MILÃO, ITÁLIA (FOLHAPRESS) – “Hoje é um dia de luto. Estamos celebrando o fim de uma relação histórica, de sangue, com a nossa comunidade no exterior”, disse o deputado italiano Fabio Porta, do Partido Democrático, de oposição. Ele foi eleito pelos italianos que vivem na América do Sul.

Porta participou da sessão de mais de seis horas na Câmara italiana que, nesta terça (20), confirmou o decreto apresentado pelo governo de Giorgia Meloni que restringe a duas gerações o acesso à cidadania italiana para descendentes que vivem no exterior. Nas diversas intervenções que fez no plenário, o deputado criticou duramente o texto.

“Pela segunda vez no nosso sistema, se consideramos as leis raciais, o governo está legitimando a existência de duas categorias de italianos com direitos e deveres diferentes”, disse no plenário, em referência às leis do período fascista, a partir de 1938, que discriminava a comunidade judaica no país, com veto a postos de trabalho e a frequentar a escola.

“É uma comparação forte porque nos leva a uma época de ditadura e hoje não estamos numa ditadura. Mas foi feita uma lei que estabelece a existência de duas categorias de italianos, uma superior e outra inferior”, disse à Folha de S.Paulo, logo após a conclusão da votação. “Uns terão todos os direitos, aqueles nascidos e residentes na Itália, outros serão uma categoria de série B que não poderão transmitir a cidadania.”

O governo justifica a medida pela necessidade de coibir o que vê como exageros nos pedidos feitos por descendentes de antigos emigrados que vivem na América do Sul e que não teriam mais vínculo com a Itália. Também acusa agências que oferecem serviços ligados a pedidos de cidadania de comercializarem o direito ao passaporte italiano.

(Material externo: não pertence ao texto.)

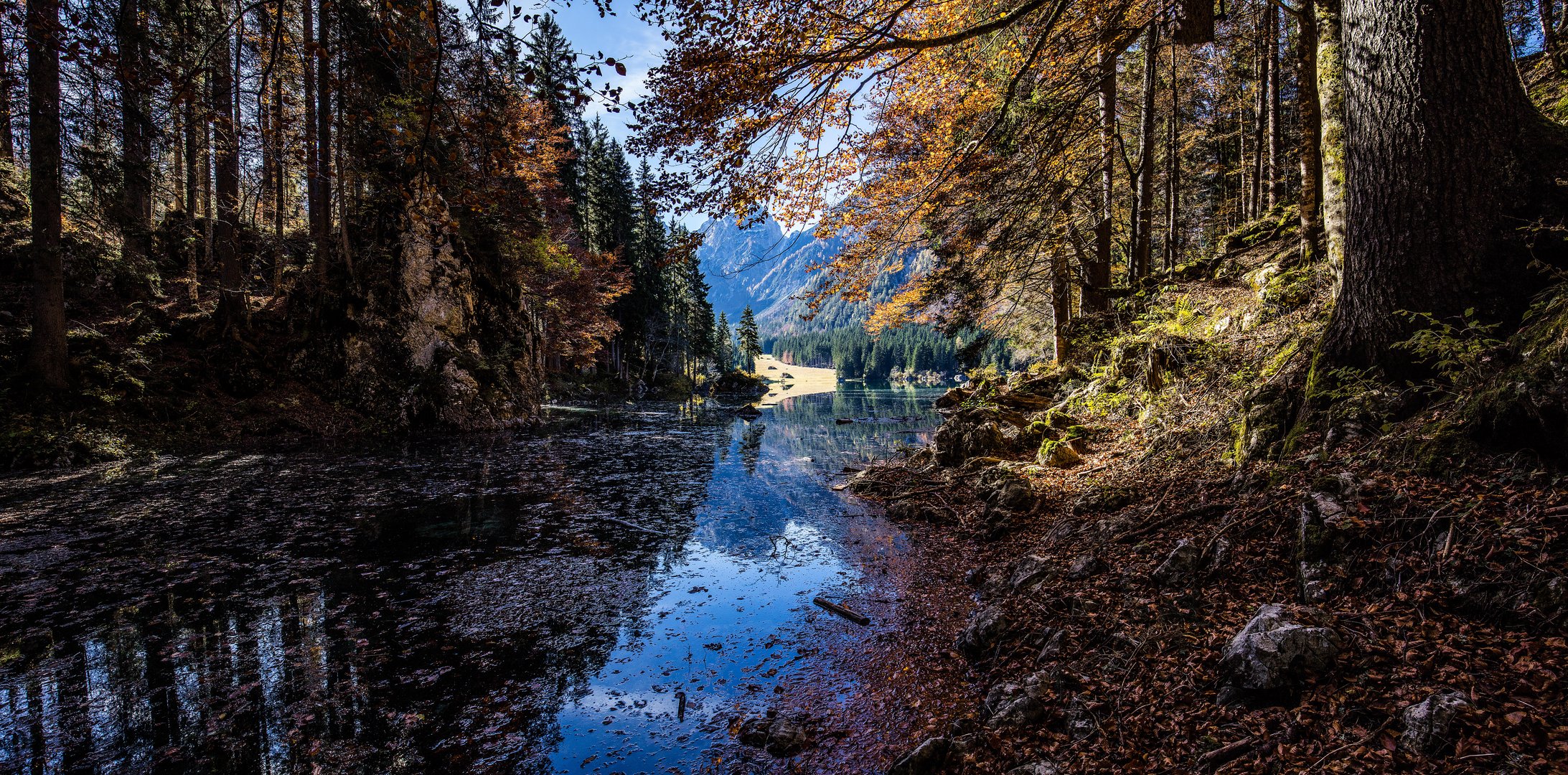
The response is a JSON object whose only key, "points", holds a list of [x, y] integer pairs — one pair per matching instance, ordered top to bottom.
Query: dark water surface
{"points": [[513, 603]]}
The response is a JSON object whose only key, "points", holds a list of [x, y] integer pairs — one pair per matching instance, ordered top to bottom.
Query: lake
{"points": [[606, 593]]}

E afirma que os interessados na cidadania não têm intenção de morar na Itália, mas sim aproveitar vantagens como livre circulação na União Europeia e entrada sem visto nos Estados Unidos.

Historicamente defendida pelos partidos de ultradireita, a cidadania por direito de sangue sofreu sua maior mudança desde a legislação de 1992. A alteração foi uma iniciativa do governo Meloni, defendida pelo vice-premiê Antonio Tajani (Força Itália). A Liga, de Matteo Salvini, mostrou divergência em alguns pontos durante a tramitação, mas votou a favor do decreto no Parlamento.

“Acredito que os verdadeiros motivos do governo são outros. Há uma parte de diplomatas que nunca viu favoravelmente a cidadania a milhões de italianos no exterior. E há pressões internacionais”, afirma Porta. “Me pergunto: o que mudou desde a campanha eleitoral [de 2022]? O que mudou foi a chegada de Donald Trump [à Casa Branca], com suas leis xenófobas e a vontade de expulsar sul-americanos, muitos com a cidadania italiana.”

Para o deputado, haverá uma corrida aos tribunais com recursos questionando o texto do decreto, especialmente pelo caráter retroativo. A nova regra afeta mesmo quem nasceu antes da entrada em vigor do texto, em 28 de março, mas que ainda não tinha a cidadania em mãos. “Quem pensava que esse decreto acabaria os negócios ligados à cidadania vai se arrepender, porque agora haverá os negócios de advogados. Muitos vão buscar fazer valer o próprio direito. A lei é retroativa e, portanto, inconstitucional.”